I keep getting the error: Can't use string ("0") as an ARRAY ref while "strict refs" in use at line 75.
使用我想要的数据对数得分的示例是:
An example of a log-odds score with this data that I want is:
$HoA{'Sequence 1'}[2] = 0.1 + 0.2 + 0.3 = 0.6
因此,从序列1的位置2开始的基序"AGA"的对数奇数得分为0.6.感谢您的耐心配合和帮助!让我知道是否需要澄清任何事情.
So, the log-odds score of the motif 'AGA' that begins a position 2 in Sequence 1 is 0.6. I appreciate all of your patience and help!

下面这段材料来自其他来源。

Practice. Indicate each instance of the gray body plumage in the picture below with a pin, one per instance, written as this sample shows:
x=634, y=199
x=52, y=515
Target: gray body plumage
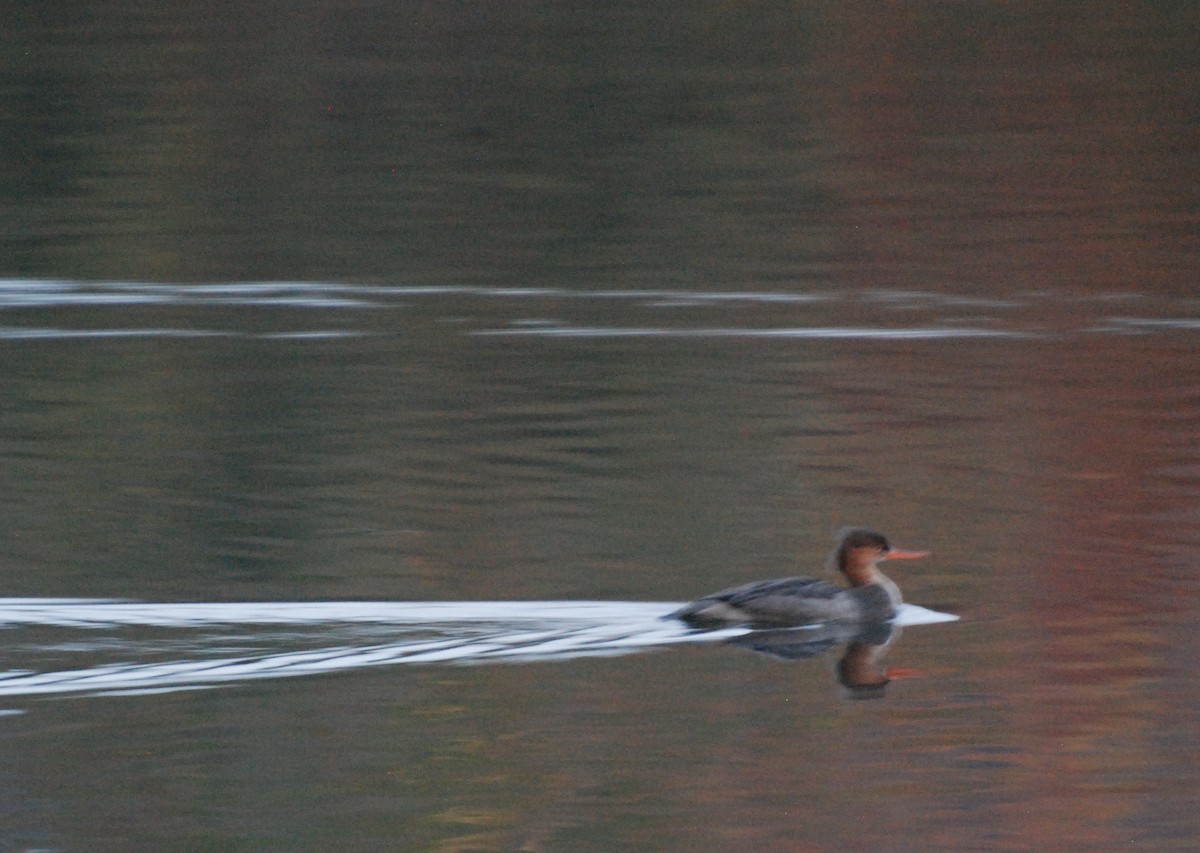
x=791, y=601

Let me know if I need to clarify anything.
推荐答案
我认为这可以解决问题: 替换
I THINK this solves the problem: Replace
$loscore{$id} .= 0;
$maxscore{$id} .= -30;
$loscore{$id} .= 0;
$maxscore{$id} .= -30;
使用
foreach $id (keys %HoA)
{
for my $len (0..(length($HoA{$id})-$width-1))
{
push @{ $loscore{$id} }, 0;
push @{ $maxscore{$id} }, -30;
}
}
让我知道您是否要添加任何内容.
Let me know if you have anything to add.
这篇关于Perl:为DNA序列的对数得分创建和处理数组的哈希的文章就介绍到这了,希望我们推荐的答案对大家有所帮助,也希望大家多多支持IT屋!